Simply claiming that a character is clever, brave, or charismatic doesn’t make it true. Readers need to see those traits in action. 

Instead of telling:

  • “She was fearless”
    show:
  • The risks she takes and the consequences she accepts

Showing character through behaviour, dialogue, and decision-making is far more effective than description alone.

Making Them Too Perfect

A flawless main character leaves very little space for tension or growth. Perfection removes stakes and makes conflict feel artificial. 

Strong characters struggle. They misjudge situations, hurt people unintentionally, and make choices that they later go on to regret. Those imperfections are what drive meaningful character development.

Letting Plot Overide Personality 

When a character behaves out of character just to push the plot forward, readers notice. Consistency builds trust. 

If a plot point requires your main character to act against their established traits, that moment needs clear motivation – or the character needs to change before the story demands it. 


Check Out Our Guide On How To Develop Fictional Characters


Final Tips 

When it comes down to it, writing a strong main character isn’t about piling on traits, quirks, or backstory details. It’s about creating someone whose decisions matter – to the story and to the reader. These final tips for writing characters bring everything together and help ensure your main character lingers long after the last page.

Focus on Choices, Not Traits

Readers don’t connect to a list of adjectives. They connect to action. 

Rather than asking whether your character is brave, kind, or intelligent, ask:

  • What choices do they make under pressure? 
  • What are they willing to risk – and what won’t they risk at all? 

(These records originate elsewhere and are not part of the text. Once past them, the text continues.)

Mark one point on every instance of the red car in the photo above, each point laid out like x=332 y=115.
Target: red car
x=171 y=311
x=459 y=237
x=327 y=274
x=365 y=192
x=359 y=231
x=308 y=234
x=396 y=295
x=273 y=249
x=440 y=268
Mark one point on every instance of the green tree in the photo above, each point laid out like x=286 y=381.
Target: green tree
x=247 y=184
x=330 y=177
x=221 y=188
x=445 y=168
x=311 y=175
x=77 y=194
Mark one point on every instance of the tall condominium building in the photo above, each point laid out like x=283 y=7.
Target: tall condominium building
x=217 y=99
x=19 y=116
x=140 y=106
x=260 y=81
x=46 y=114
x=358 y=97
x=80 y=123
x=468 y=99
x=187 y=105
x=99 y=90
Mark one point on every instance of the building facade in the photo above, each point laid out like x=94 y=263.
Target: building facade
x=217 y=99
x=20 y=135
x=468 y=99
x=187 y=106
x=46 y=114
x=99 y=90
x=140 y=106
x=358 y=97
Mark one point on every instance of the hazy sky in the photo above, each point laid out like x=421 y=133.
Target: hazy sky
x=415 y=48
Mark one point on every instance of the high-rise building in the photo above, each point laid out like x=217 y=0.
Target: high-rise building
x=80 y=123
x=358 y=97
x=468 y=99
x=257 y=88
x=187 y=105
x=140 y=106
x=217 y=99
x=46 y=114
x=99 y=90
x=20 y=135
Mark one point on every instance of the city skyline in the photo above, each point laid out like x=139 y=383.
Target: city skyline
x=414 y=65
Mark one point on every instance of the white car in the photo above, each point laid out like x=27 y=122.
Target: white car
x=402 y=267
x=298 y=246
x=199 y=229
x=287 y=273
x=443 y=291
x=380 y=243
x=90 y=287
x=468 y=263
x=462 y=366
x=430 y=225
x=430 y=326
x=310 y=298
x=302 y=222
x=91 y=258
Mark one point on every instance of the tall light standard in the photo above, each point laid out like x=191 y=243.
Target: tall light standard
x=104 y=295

Choices reveal character far more effectively than description ever could. 

Let Them Fail 

Failure is where character is tested. When things come too easily, growth feels unearned, and tension evaporates. 

Allow your main character to: 

  • Misjudge people 
  • Make the wrong call
  • Face real consequences

Failure doesn’t weaken a character – it humanises them and raises the emotional stakes of a story. 

Let Them Change (Or Refuse To) 

Most memorable characters are shaped by change, but change doesn’t always equal improvement. 

Your main character might: 

  • Confront a flaw and grow beyond it 
  • Double down on their beliefs
  • Or refuse to change, and pay the price 

What matters is that the journey feels intentional. A character who ends the story exactly where they began it should do so by choice, not by accident. 

Strong main characters aren’t defined by perfection. They’re defined by struggle, decision, and consequence – these elements turn a story into something readers remember.